Northern B.C. Walmart to go totally cashier free in favour of self-checkouts this summer
Terrace store among a 'handful' across Canada to eliminate cashiers in a pilot project
The Walmart in Terrace, B.C., a city of more than 11,000 people, is ditching traditional cashiers and switching entirely to self-checkouts.
Felicia Fefer, Walmart Canada's manager of corporate affairs, told CBC that a "handful" of stores across that country will be part of a pilot project set to begin later this summer.
"Our customers have embraced self-checkouts as they've rolled out across the country over the past few years," she said in an emailed statement.
"Our Terrace customers in particular are using the self-checkouts in high numbers, which is one of the reasons the store was selected as part of the test."

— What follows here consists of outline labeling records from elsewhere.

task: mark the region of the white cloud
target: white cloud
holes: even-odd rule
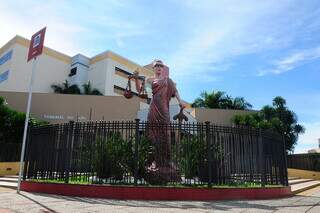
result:
[[[278,23],[270,17],[283,14],[288,5],[287,1],[186,1],[186,11],[192,14],[192,20],[186,20],[189,33],[169,57],[169,65],[175,68],[176,76],[192,76],[214,64],[217,69],[206,71],[214,75],[237,56],[287,46],[291,38],[284,35],[290,24],[288,28],[283,24],[288,19]]]
[[[318,148],[318,139],[320,138],[320,122],[302,123],[306,128],[303,135],[299,136],[295,153],[306,153],[309,149]]]
[[[31,0],[1,2],[0,46],[15,35],[29,39],[47,26],[45,45],[70,56],[98,54],[92,50],[92,43],[97,39],[123,47],[126,38],[146,32],[142,23],[128,20],[119,12],[131,6],[130,2],[124,4],[116,0],[90,4],[50,0],[45,4]],[[103,51],[105,48],[107,46]]]
[[[318,58],[320,58],[320,46],[316,48],[300,50],[275,61],[273,63],[273,68],[261,70],[258,75],[264,76],[266,74],[281,74]]]

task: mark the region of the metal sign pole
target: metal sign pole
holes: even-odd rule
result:
[[[28,133],[29,115],[30,115],[31,100],[32,100],[32,86],[33,86],[33,80],[34,80],[34,73],[35,73],[35,69],[36,69],[36,62],[37,62],[37,57],[35,57],[32,62],[28,105],[27,105],[27,111],[26,111],[26,120],[24,122],[23,140],[22,140],[22,148],[21,148],[20,170],[19,170],[19,179],[18,179],[18,188],[17,188],[18,193],[20,193],[21,177],[22,177],[22,173],[23,173],[23,160],[24,160],[24,152],[26,149],[26,139],[27,139],[27,133]]]

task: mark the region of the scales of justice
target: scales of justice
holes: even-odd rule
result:
[[[181,101],[178,90],[174,82],[169,78],[169,70],[161,60],[154,60],[152,63],[154,77],[145,78],[139,76],[139,70],[128,76],[128,84],[124,92],[124,97],[132,98],[131,80],[135,82],[138,96],[148,99],[146,84],[152,89],[152,99],[148,113],[148,133],[147,137],[151,140],[155,152],[153,159],[147,169],[146,179],[149,183],[166,183],[170,181],[181,181],[179,169],[172,162],[171,140],[170,140],[170,99],[176,97],[180,112],[173,117],[181,124],[188,118],[183,114],[185,104]]]

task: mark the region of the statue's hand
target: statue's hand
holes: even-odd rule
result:
[[[139,68],[137,68],[134,72],[133,72],[133,76],[138,78],[139,77]]]
[[[179,103],[180,109],[184,109],[187,107],[187,105],[185,103]]]

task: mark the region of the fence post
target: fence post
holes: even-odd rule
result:
[[[72,151],[73,151],[73,140],[74,140],[74,121],[69,122],[68,128],[68,140],[67,140],[67,153],[69,156],[67,157],[67,167],[66,167],[66,177],[64,182],[69,183],[69,172],[72,164]]]
[[[284,183],[285,186],[289,186],[288,182],[288,165],[287,165],[287,151],[286,151],[286,140],[284,137],[284,134],[282,134],[282,144],[283,144],[283,170],[284,173],[284,180],[281,180],[282,183]]]
[[[26,180],[26,177],[27,177],[27,169],[28,169],[28,164],[29,164],[29,161],[27,161],[27,159],[30,158],[30,153],[29,153],[29,150],[30,150],[30,143],[31,143],[31,129],[33,127],[32,126],[29,126],[28,128],[28,136],[27,136],[27,142],[26,142],[26,150],[25,150],[25,155],[24,155],[24,169],[23,169],[23,177],[22,177],[22,180]]]
[[[265,156],[264,156],[264,144],[262,138],[262,130],[259,129],[259,164],[260,164],[260,173],[261,173],[261,186],[265,187],[266,185],[266,168],[265,168]]]
[[[134,185],[137,185],[138,183],[138,170],[139,170],[139,162],[138,162],[138,156],[139,156],[139,143],[140,143],[140,133],[139,133],[139,122],[140,119],[135,119],[136,121],[136,135],[135,135],[135,143],[134,143]]]
[[[210,135],[210,121],[206,121],[206,142],[208,151],[208,187],[212,184],[212,147],[211,147],[211,135]]]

Sociologist Craig Lambert describes the work done by cashiers as "shadow work": jobs and tasks that are being offloaded onto consumers that were previously done by a paid employee.

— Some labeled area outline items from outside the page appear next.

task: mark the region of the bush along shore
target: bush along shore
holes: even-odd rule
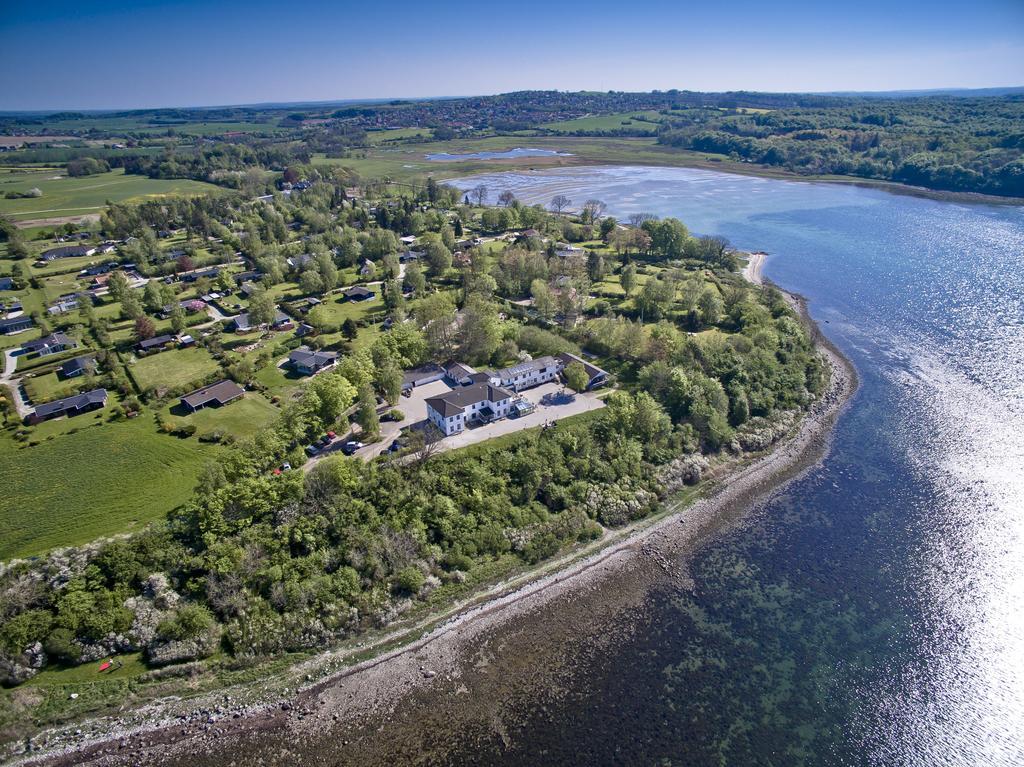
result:
[[[687,237],[677,224],[663,228]],[[359,642],[621,540],[680,488],[703,493],[769,450],[822,401],[828,366],[785,296],[734,266],[698,272],[694,311],[714,330],[607,315],[577,331],[617,360],[621,386],[556,429],[275,475],[296,435],[331,428],[361,398],[375,366],[354,353],[210,465],[165,523],[5,564],[0,675],[12,689],[0,731],[11,753],[52,747],[46,726],[115,707],[265,684],[339,643],[357,656]],[[414,355],[403,345],[415,334],[388,339],[394,356]],[[115,668],[97,681],[105,658]]]
[[[779,317],[796,319],[793,309],[780,307],[784,297],[778,291],[767,288],[761,295]],[[583,588],[599,571],[602,578],[608,577],[609,561],[626,566],[629,557],[624,557],[624,553],[667,566],[666,555],[678,555],[681,545],[685,548],[720,527],[723,519],[730,516],[726,510],[733,509],[734,513],[737,505],[749,507],[758,497],[813,464],[825,450],[830,425],[855,388],[855,374],[847,360],[817,335],[802,304],[794,306],[804,315],[804,323],[795,323],[799,329],[797,337],[804,344],[801,370],[806,373],[810,368],[819,376],[817,384],[812,384],[816,395],[808,389],[802,407],[780,409],[770,418],[750,420],[743,428],[732,431],[729,441],[718,451],[708,451],[706,445],[702,451],[698,445],[687,450],[679,443],[674,450],[669,448],[673,435],[682,429],[673,426],[664,406],[647,394],[615,392],[606,412],[570,424],[557,435],[524,435],[521,443],[493,451],[484,445],[472,454],[471,460],[455,454],[427,462],[433,476],[452,477],[458,468],[467,471],[472,466],[476,476],[481,477],[486,476],[488,467],[493,470],[496,466],[515,466],[523,452],[528,455],[543,451],[550,468],[556,462],[571,460],[570,457],[587,460],[588,453],[599,450],[597,444],[603,444],[605,450],[616,450],[616,445],[623,450],[633,442],[629,445],[634,451],[630,463],[641,467],[639,470],[626,471],[623,466],[617,471],[605,469],[601,479],[587,481],[583,477],[591,475],[578,467],[569,472],[571,479],[567,479],[569,483],[582,481],[585,485],[578,489],[574,514],[569,516],[565,515],[567,509],[562,511],[564,517],[558,520],[558,525],[550,520],[545,525],[537,522],[521,525],[518,529],[528,532],[520,532],[518,540],[515,535],[503,532],[508,542],[504,556],[514,556],[516,563],[505,569],[489,568],[494,576],[488,588],[481,587],[485,576],[470,580],[466,574],[474,567],[483,569],[477,562],[451,562],[449,567],[439,568],[440,574],[429,570],[423,573],[426,568],[421,565],[417,567],[420,578],[401,568],[393,577],[390,598],[382,599],[376,611],[364,613],[366,607],[349,606],[348,615],[355,625],[349,624],[347,631],[324,632],[319,628],[322,623],[309,621],[303,627],[305,633],[300,634],[303,639],[293,640],[291,646],[268,647],[262,653],[251,648],[248,653],[232,655],[224,649],[225,638],[243,629],[255,632],[259,624],[240,620],[234,625],[230,622],[225,625],[219,612],[215,612],[217,608],[197,599],[195,586],[189,589],[181,580],[181,564],[174,566],[165,559],[166,566],[160,570],[151,567],[153,571],[140,576],[135,593],[122,602],[131,613],[131,623],[121,633],[108,635],[106,644],[102,640],[92,644],[69,640],[77,643],[79,658],[98,658],[118,649],[140,650],[150,670],[134,677],[111,679],[108,689],[82,704],[78,702],[78,694],[69,692],[76,689],[73,683],[40,686],[32,692],[31,685],[23,685],[5,693],[7,756],[20,754],[28,758],[44,752],[59,760],[57,755],[65,753],[71,755],[66,758],[74,761],[84,759],[87,753],[96,756],[120,753],[132,754],[132,759],[136,759],[141,758],[140,750],[145,748],[142,743],[161,744],[164,749],[182,735],[188,736],[191,743],[188,748],[202,749],[204,741],[193,737],[197,733],[220,737],[218,733],[223,728],[254,717],[281,716],[284,712],[286,718],[301,723],[306,718],[302,700],[331,684],[370,685],[370,689],[376,690],[375,705],[379,705],[381,699],[397,694],[392,676],[409,666],[413,650],[417,657],[422,657],[426,650],[434,659],[432,668],[442,668],[436,653],[455,656],[445,643],[471,641],[474,630],[482,631],[515,614],[512,605],[525,607],[564,590]],[[812,331],[819,342],[817,353],[812,347]],[[664,451],[660,460],[655,457],[658,449]],[[589,460],[597,459],[592,456]],[[343,471],[342,466],[354,469],[358,465],[338,464],[331,467],[332,473]],[[370,466],[364,470],[371,474],[420,472],[419,479],[425,479],[422,467]],[[517,485],[522,486],[521,478]],[[338,493],[337,485],[332,485],[330,492]],[[308,503],[309,488],[304,488],[304,493],[307,495],[302,498]],[[351,497],[346,501],[350,503]],[[166,529],[151,530],[141,538],[159,536],[166,546],[173,536],[181,535],[175,524],[184,522],[172,520]],[[566,525],[570,527],[568,535]],[[540,542],[535,543],[539,536],[546,547],[540,553],[537,552]],[[651,545],[652,541],[657,544]],[[98,563],[111,556],[112,549],[120,552],[133,545],[137,546],[137,541],[129,539],[54,552],[34,563],[15,563],[4,572],[5,583],[8,588],[15,582],[24,588],[27,581],[48,576],[65,579],[66,584],[76,577],[82,578],[76,573],[87,571],[95,578],[95,569],[101,566]],[[150,545],[157,546],[156,542]],[[182,548],[175,551],[178,556],[183,554]],[[503,561],[502,555],[492,557],[494,562]],[[605,566],[596,567],[597,563]],[[465,569],[452,566],[458,564]],[[445,577],[445,572],[452,574]],[[207,572],[206,584],[213,580]],[[357,584],[359,578],[351,580]],[[50,583],[59,588],[59,581]],[[173,624],[169,626],[169,622]],[[268,640],[273,634],[265,627],[264,631],[263,641],[282,642],[280,634],[276,640]],[[319,633],[310,636],[309,632]],[[332,641],[338,644],[333,651],[309,651]],[[227,646],[233,649],[242,645]],[[7,673],[26,674],[18,666],[41,667],[45,652],[45,648],[30,645],[22,655],[8,656]],[[396,659],[402,656],[404,663]],[[434,672],[427,672],[413,677],[427,684],[433,675]],[[325,677],[327,681],[316,681]],[[9,717],[29,711],[31,702],[25,701],[38,700],[39,691],[48,698],[59,698],[50,700],[54,713],[49,720],[45,715],[35,714],[38,729],[29,737],[9,737],[13,734],[13,720]],[[168,699],[169,695],[173,697]],[[162,698],[159,705],[153,702],[158,697]],[[358,713],[350,712],[351,716]],[[103,716],[84,724],[43,729],[45,725],[89,715]],[[329,716],[336,722],[339,713]],[[23,732],[24,725],[22,719],[18,729]],[[181,743],[179,747],[185,748]],[[86,751],[77,751],[82,748]]]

"There was one time a person who was paid to pump gasoline into cars, there were people who were cashiers, or still are, at supermarkets who get paid to accept your money or check out your groceries and scan all the prices and enter the weight of the vegetables and things and then accept the payment," he said.

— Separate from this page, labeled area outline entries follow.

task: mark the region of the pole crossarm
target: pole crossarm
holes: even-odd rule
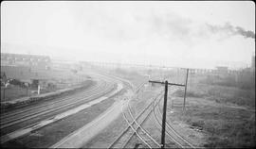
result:
[[[159,84],[165,84],[165,82],[160,82],[160,81],[151,81],[149,80],[150,83],[159,83]],[[176,83],[168,83],[168,85],[171,86],[181,86],[181,87],[185,87],[184,84],[176,84]]]

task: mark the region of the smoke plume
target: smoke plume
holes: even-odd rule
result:
[[[250,30],[245,30],[240,26],[233,26],[229,23],[226,23],[224,25],[212,25],[207,24],[209,30],[214,34],[216,33],[226,33],[228,35],[241,35],[245,38],[255,39],[255,33]]]

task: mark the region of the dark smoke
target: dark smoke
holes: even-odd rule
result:
[[[245,38],[252,38],[255,39],[255,33],[247,30],[246,31],[244,28],[240,26],[233,26],[230,24],[227,23],[224,25],[212,25],[207,24],[209,30],[212,33],[226,33],[228,35],[241,35]]]
[[[252,38],[252,39],[255,39],[255,34],[248,30],[248,31],[246,31],[244,28],[242,27],[235,27],[236,28],[236,32],[240,35],[243,35],[245,38]]]

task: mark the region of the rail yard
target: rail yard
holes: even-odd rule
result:
[[[4,1],[1,148],[255,148],[250,1]]]

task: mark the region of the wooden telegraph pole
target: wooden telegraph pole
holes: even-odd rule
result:
[[[188,74],[189,74],[189,69],[187,69],[187,77],[186,77],[186,84],[185,85],[183,85],[183,84],[176,84],[176,83],[168,83],[167,80],[165,82],[149,80],[149,82],[152,83],[152,84],[158,83],[158,84],[164,84],[165,85],[165,88],[164,88],[165,89],[165,92],[164,92],[164,104],[163,104],[163,117],[162,117],[161,148],[164,148],[165,147],[165,123],[166,123],[166,107],[167,107],[168,85],[185,87],[184,104],[183,104],[183,109],[185,109],[185,100],[186,100]]]
[[[184,94],[184,102],[183,102],[183,112],[185,112],[185,106],[186,106],[186,93],[187,93],[188,76],[189,76],[189,69],[187,69],[187,75],[186,75],[185,94]]]

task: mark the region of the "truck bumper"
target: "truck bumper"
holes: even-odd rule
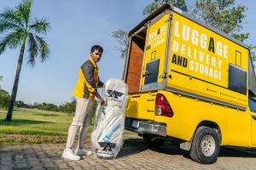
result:
[[[125,119],[125,129],[138,133],[149,133],[166,137],[166,123],[154,121],[140,121],[131,118]]]

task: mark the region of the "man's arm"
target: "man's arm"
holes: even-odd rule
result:
[[[94,69],[95,69],[94,66],[90,65],[90,63],[85,63],[82,66],[84,76],[90,85],[90,87],[88,88],[89,88],[88,91],[93,94],[99,99],[100,103],[103,105],[104,99],[98,94],[96,82],[94,80]]]
[[[100,77],[98,76],[98,79],[99,79],[99,83],[98,83],[98,88],[102,88],[104,86],[104,82],[102,82],[101,80],[100,80]]]

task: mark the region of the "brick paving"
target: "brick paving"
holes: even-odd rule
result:
[[[115,160],[86,156],[80,161],[68,161],[61,158],[65,144],[2,145],[0,170],[256,169],[256,151],[224,148],[216,163],[201,165],[191,161],[188,152],[170,143],[155,149],[148,148],[137,135],[125,138],[123,149]],[[86,143],[86,146],[90,148],[90,144]]]

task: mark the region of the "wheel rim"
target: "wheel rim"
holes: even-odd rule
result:
[[[201,142],[201,150],[204,156],[211,156],[215,150],[215,140],[212,136],[206,135]]]

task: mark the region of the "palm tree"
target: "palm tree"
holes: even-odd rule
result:
[[[14,9],[4,8],[3,13],[0,14],[0,35],[3,36],[0,39],[0,54],[8,48],[16,48],[20,47],[16,76],[5,119],[9,122],[12,121],[26,45],[28,46],[27,63],[32,66],[35,65],[38,55],[43,62],[49,54],[47,42],[40,37],[42,34],[46,35],[49,28],[49,22],[45,18],[41,20],[31,19],[32,3],[32,0],[24,0]]]

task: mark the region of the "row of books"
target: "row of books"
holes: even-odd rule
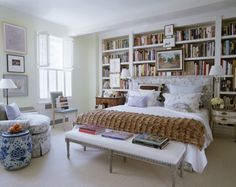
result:
[[[109,64],[110,59],[113,58],[119,58],[120,62],[129,62],[129,52],[104,55],[102,57],[103,64]]]
[[[118,140],[127,140],[134,136],[133,133],[124,132],[124,131],[116,131],[116,130],[106,131],[104,127],[97,126],[97,125],[88,125],[88,124],[80,125],[79,132],[93,134],[93,135],[101,134],[101,136],[103,137],[118,139]],[[163,138],[157,135],[142,133],[134,137],[132,139],[132,143],[162,149],[169,143],[169,139]]]
[[[211,57],[215,55],[215,42],[184,44],[185,58]]]
[[[236,54],[236,40],[225,40],[222,45],[223,55],[235,55]]]
[[[134,77],[156,76],[156,67],[150,64],[134,65]]]
[[[163,43],[164,33],[138,35],[134,37],[134,46]]]
[[[222,36],[235,35],[236,34],[236,23],[228,23],[223,25]]]
[[[103,42],[103,50],[120,49],[129,47],[128,39],[117,39]]]
[[[134,51],[134,61],[145,61],[145,60],[155,60],[156,50],[135,50]]]
[[[176,41],[195,40],[215,37],[215,26],[198,27],[192,29],[177,30],[175,32]]]

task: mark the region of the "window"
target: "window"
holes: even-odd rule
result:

"But those people have been replaced in many cases by self-service checkouts."
Fefer said the notion that jobs will be lost as a result of the pilot project is false — the checkout area will be staffed with employees to help customers.
"There will be no job loss as a result of this change," Fefer said.
"In fact, our Terrace store is hiring for more than 40 jobs ... as we're launching online grocery at this store in the coming months."
Lambert also noted the absence of human interaction with the switch to self checkouts.
"If you check out every week at a grocery store, you get to know Sarah, who was the regular checkout person," he said.
"It erodes some part of the social fabric of a small community or even a larger one."
He expects cashier-free stores to increase, because there are incentives for businesses to use technology: machines don't have labour unions, they don't call in sick, they can work 24 hours per day with no complaints and no talking back, and they will do the work day after day.
Receiving service from a human could one day be a luxury that only the "elite" can afford, Lambert said.
"But the great mass of consumers are going to be sort of herded into a robotic and a very virtual environment where everybody is encouraged to go online and get answers to your questions."